Ca fait trois lignes, dans les journaux, à la page des faits divers. Personne ne s’en émeut. Sinon les proches, évidemment, car le plus dur c’est toujours pour ceux qui restent.
elle est tombée à la renverse, sa tête a porté contre le rond des chiottes. Une belle mort, elle ne s’est pas vue partir. Exactement, comme vous dites… »
Lorsqu’il écrit, lorsqu’il se laisse porter par le jaillissement des mots, Serge Le Vaillant ne manque pas de soumettre ses textes à l’épreuve du « gueuloir » de Flaubert, de les lire à haute voix pour mieux les fignoler. Ancien capitaine au long cours, grand homme de radio, grand chef d’orchestre des nuits de France Inter, cet orpailleur de la langue française, qu’elle soit verte ou noire, est un magicien. Il n’a pas seulement le talent de conteur d’un Gérard Sire ou d’un Jean-Pierre Chabrol. Le culte des mots ciselés, des mots torchés, la faconde d’une prose féconde, le sens de l’orgie verbale.

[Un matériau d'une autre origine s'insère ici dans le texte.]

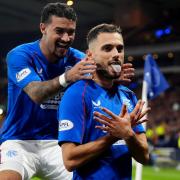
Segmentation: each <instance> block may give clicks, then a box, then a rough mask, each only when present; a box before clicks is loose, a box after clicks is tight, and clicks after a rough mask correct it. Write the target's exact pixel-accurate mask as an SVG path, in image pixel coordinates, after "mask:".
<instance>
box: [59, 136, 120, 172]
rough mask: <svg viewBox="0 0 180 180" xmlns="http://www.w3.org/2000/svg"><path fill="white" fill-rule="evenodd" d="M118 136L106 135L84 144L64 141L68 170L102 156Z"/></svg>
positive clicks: (64, 161) (63, 153) (67, 166)
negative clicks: (97, 157)
mask: <svg viewBox="0 0 180 180" xmlns="http://www.w3.org/2000/svg"><path fill="white" fill-rule="evenodd" d="M115 141H117V139H116V138H114V137H111V136H104V137H102V138H99V139H98V140H96V141H93V142H89V143H86V144H82V145H76V144H73V143H64V144H63V145H62V151H63V160H64V164H65V167H66V169H67V170H68V171H73V170H74V169H77V168H79V167H81V166H82V165H84V164H86V163H88V162H90V161H92V160H94V159H95V158H97V157H98V156H100V155H101V154H102V153H103V152H104V151H105V150H107V148H108V147H110V146H111V145H112V144H113V143H114V142H115Z"/></svg>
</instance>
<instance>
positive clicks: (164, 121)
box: [146, 86, 180, 148]
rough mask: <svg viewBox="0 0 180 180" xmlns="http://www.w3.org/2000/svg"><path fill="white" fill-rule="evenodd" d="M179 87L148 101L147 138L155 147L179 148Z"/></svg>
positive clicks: (163, 93)
mask: <svg viewBox="0 0 180 180" xmlns="http://www.w3.org/2000/svg"><path fill="white" fill-rule="evenodd" d="M179 92H180V87H177V86H176V87H172V88H170V90H168V91H167V92H165V93H163V94H161V95H160V96H158V97H157V98H155V99H154V100H151V101H149V106H150V107H151V109H152V110H151V112H150V113H149V115H148V119H149V121H148V123H147V132H146V133H147V137H148V140H149V142H150V143H151V144H152V145H154V146H155V147H175V148H180V93H179Z"/></svg>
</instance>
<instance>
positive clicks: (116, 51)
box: [113, 48, 120, 59]
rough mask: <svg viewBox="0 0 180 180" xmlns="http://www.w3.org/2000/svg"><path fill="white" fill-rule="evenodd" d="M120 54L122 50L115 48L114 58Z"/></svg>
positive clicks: (113, 57) (117, 57)
mask: <svg viewBox="0 0 180 180" xmlns="http://www.w3.org/2000/svg"><path fill="white" fill-rule="evenodd" d="M119 55H120V52H119V51H118V50H117V48H114V50H113V58H115V59H116V58H118V57H119Z"/></svg>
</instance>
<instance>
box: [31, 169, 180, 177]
mask: <svg viewBox="0 0 180 180" xmlns="http://www.w3.org/2000/svg"><path fill="white" fill-rule="evenodd" d="M134 177H135V168H134V169H133V180H134V179H135V178H134ZM32 180H41V179H39V178H36V177H34V178H32ZM142 180H180V170H179V171H178V170H176V169H175V168H153V167H151V166H144V167H143V173H142Z"/></svg>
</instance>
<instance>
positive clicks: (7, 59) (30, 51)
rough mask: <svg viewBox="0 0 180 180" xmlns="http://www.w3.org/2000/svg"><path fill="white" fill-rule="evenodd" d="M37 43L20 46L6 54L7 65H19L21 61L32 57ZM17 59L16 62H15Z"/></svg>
mask: <svg viewBox="0 0 180 180" xmlns="http://www.w3.org/2000/svg"><path fill="white" fill-rule="evenodd" d="M37 45H38V41H35V42H31V43H25V44H21V45H19V46H17V47H15V48H13V49H12V50H11V51H9V52H8V54H7V57H6V61H7V63H14V62H16V63H20V62H21V61H24V60H27V59H29V58H31V57H32V56H33V54H34V53H35V52H36V47H37ZM17 59H18V60H17Z"/></svg>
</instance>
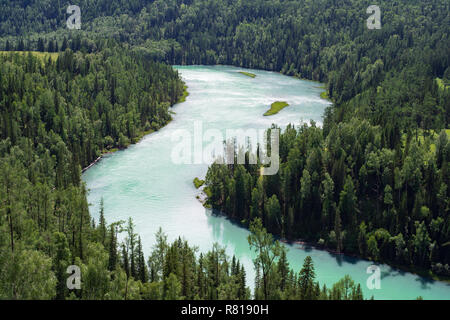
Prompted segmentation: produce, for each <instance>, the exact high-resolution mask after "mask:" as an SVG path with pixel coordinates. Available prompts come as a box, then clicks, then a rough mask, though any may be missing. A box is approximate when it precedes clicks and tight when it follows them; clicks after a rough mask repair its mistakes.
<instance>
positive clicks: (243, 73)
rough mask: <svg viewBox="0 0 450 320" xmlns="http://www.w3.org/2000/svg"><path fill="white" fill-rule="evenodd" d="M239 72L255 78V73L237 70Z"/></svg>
mask: <svg viewBox="0 0 450 320" xmlns="http://www.w3.org/2000/svg"><path fill="white" fill-rule="evenodd" d="M239 73H240V74H243V75H244V76H247V77H250V78H256V74H253V73H250V72H245V71H239Z"/></svg>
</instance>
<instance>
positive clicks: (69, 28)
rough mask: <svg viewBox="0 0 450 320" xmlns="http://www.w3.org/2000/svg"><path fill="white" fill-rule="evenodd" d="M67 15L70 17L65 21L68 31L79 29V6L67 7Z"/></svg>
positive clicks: (73, 5)
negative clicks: (68, 30)
mask: <svg viewBox="0 0 450 320" xmlns="http://www.w3.org/2000/svg"><path fill="white" fill-rule="evenodd" d="M67 14H70V15H71V16H70V17H69V18H68V19H67V28H69V29H70V30H73V29H76V30H80V29H81V9H80V7H79V6H75V5H70V6H68V7H67Z"/></svg>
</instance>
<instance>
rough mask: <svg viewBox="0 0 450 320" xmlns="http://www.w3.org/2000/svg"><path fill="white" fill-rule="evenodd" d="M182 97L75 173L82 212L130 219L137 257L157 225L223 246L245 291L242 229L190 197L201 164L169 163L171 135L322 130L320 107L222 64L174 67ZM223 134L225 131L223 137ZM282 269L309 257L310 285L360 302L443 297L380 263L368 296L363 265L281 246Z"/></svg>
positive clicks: (288, 245) (306, 92) (245, 266)
mask: <svg viewBox="0 0 450 320" xmlns="http://www.w3.org/2000/svg"><path fill="white" fill-rule="evenodd" d="M175 68H176V69H178V70H179V72H180V74H181V75H182V78H183V80H184V81H185V82H186V84H187V86H188V88H189V89H188V91H189V93H190V95H189V97H188V98H187V100H186V102H184V103H182V104H178V105H176V106H174V107H173V109H172V110H173V111H174V112H175V113H176V114H174V120H173V121H172V122H171V123H170V124H168V125H167V126H166V127H164V128H163V129H161V130H160V131H158V132H156V133H153V134H150V135H148V136H146V137H145V138H144V139H143V140H142V141H141V142H139V143H138V144H136V145H133V146H131V147H129V148H128V149H127V150H125V151H119V152H116V153H114V154H111V155H108V156H106V157H105V158H104V159H102V160H101V161H100V162H99V163H97V164H96V165H95V166H93V167H92V168H91V169H89V170H87V171H86V172H85V173H84V174H83V180H84V181H85V182H86V184H87V187H88V188H89V190H90V192H89V196H88V200H89V203H90V204H91V207H90V211H91V214H92V216H93V217H95V218H96V219H98V215H99V214H98V212H99V204H100V200H101V198H102V197H103V199H104V202H105V217H106V219H107V220H108V222H113V221H118V220H127V219H128V217H132V218H133V220H134V223H135V224H136V232H137V233H139V235H140V236H141V237H142V241H143V247H144V252H145V254H146V255H148V254H149V252H150V250H151V248H152V246H153V244H154V242H155V233H156V232H157V230H158V229H159V227H162V228H163V231H164V232H165V233H166V234H167V235H168V238H169V240H170V241H172V240H174V239H176V238H177V237H179V236H181V237H184V238H185V239H186V240H188V241H189V243H190V244H191V245H196V246H198V247H199V250H200V251H202V252H206V251H207V250H209V249H211V247H212V244H213V243H214V242H218V243H219V244H220V245H222V246H226V249H227V253H228V254H229V255H233V254H234V255H236V257H237V258H239V259H240V261H241V262H242V263H243V264H244V266H245V269H246V271H247V282H248V285H249V286H250V287H252V288H253V286H254V285H253V279H254V275H255V272H254V270H253V263H252V258H253V254H252V252H250V250H249V247H248V242H247V236H248V231H247V230H246V229H244V228H241V227H239V226H237V225H235V224H233V223H231V222H230V221H229V220H227V219H225V218H223V217H218V216H215V215H212V214H211V212H210V211H209V210H206V209H205V208H203V206H202V205H201V203H200V202H199V201H198V200H197V199H196V195H197V194H198V191H197V190H196V189H195V187H194V185H193V183H192V181H193V179H194V178H195V177H204V176H205V174H206V171H207V168H208V165H207V164H190V165H189V164H181V165H180V164H174V162H173V160H172V158H173V157H172V153H173V150H174V147H175V146H176V145H177V142H176V141H173V139H172V136H173V133H174V132H175V131H177V130H187V131H189V132H191V133H193V132H194V123H196V122H197V123H198V121H201V123H202V126H203V131H206V130H208V129H220V130H221V131H223V132H224V131H225V130H226V129H249V128H254V129H265V128H268V127H270V125H271V124H272V123H276V124H278V125H279V126H280V127H282V128H283V127H285V126H286V125H287V124H288V123H293V124H296V125H298V124H300V123H301V122H303V121H308V122H309V120H314V121H316V123H318V124H319V125H321V124H322V115H323V112H324V109H325V108H326V106H327V105H328V102H327V101H325V100H322V99H320V92H321V91H322V90H321V89H320V88H319V87H318V86H319V85H320V84H318V83H314V82H310V81H302V80H298V79H295V78H292V77H287V76H283V75H280V74H278V73H274V72H266V71H259V70H245V71H248V72H251V73H254V74H256V78H250V77H248V76H245V75H242V74H240V73H239V71H241V70H243V69H238V68H235V67H228V66H214V67H206V66H175ZM275 101H286V102H288V103H289V104H290V106H289V107H287V108H285V109H283V110H282V111H281V112H280V113H279V114H277V115H274V116H271V117H264V116H263V114H264V112H266V111H267V110H268V109H269V107H270V104H271V103H273V102H275ZM224 134H225V133H224ZM287 247H288V249H289V252H288V259H289V263H290V266H291V267H292V268H294V269H295V270H296V271H299V270H300V268H301V266H302V264H303V260H304V258H305V257H306V256H307V255H310V256H311V257H312V258H313V261H314V265H315V268H316V274H317V279H318V280H319V281H320V284H321V285H323V284H326V285H327V287H330V286H331V285H332V284H333V283H335V282H337V281H338V280H339V279H341V278H342V277H343V276H345V275H346V274H349V275H351V277H352V278H353V279H354V280H355V281H356V282H359V283H361V287H362V289H363V292H364V295H365V297H366V298H369V297H371V296H374V298H375V299H415V298H416V297H418V296H422V297H423V298H424V299H450V284H448V283H444V282H439V281H433V280H430V279H425V278H422V277H419V276H417V275H414V274H411V273H408V272H402V271H400V270H397V269H394V268H391V267H389V266H387V265H380V266H379V267H380V268H381V289H374V290H369V289H368V287H367V285H366V281H367V279H368V277H369V276H370V275H369V274H367V273H366V271H367V267H369V266H370V265H372V263H371V262H369V261H366V260H361V259H357V258H353V257H346V256H336V255H334V254H331V253H329V252H326V251H322V250H316V249H314V248H308V247H303V246H301V245H287Z"/></svg>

Ses textes ont le verbe acide et tendre, le verbe au goût de pomme d’Api, celui qui baptise et qui tue, qui bénit et qui excommunie, qui conjure et qui absout, qui enfante et qui explose, qui hurle et qui chuchote, qui pleure et qui pavoise. Serge Levaillant appartient à la lignée des Rabelais, des Villon, des Rostand, et plus près de nous des Céline, Léon Bloy, Auguste Le Breton , Albert Simonin, Francis Blanche, Alphonse Boudard, Michel Audiard, et autres Frédéric Dard. Il est un magicien, un orpailleur de la langue, qu’elle soit verte ou noire, ciselée ou torchée : avec lui les mots croustillent. Ils mordent, ils aboient, ils cajolent. Ils sont tour à tour tendres et cruels, nourris de vinaigre et de miel, de gifles et de caresses. Ils décapent. Ils émeuvent. Ils déchaînent des crises de rires et de jubilation. Ils touchent à la fois nos cœurs et nos zygomatiques.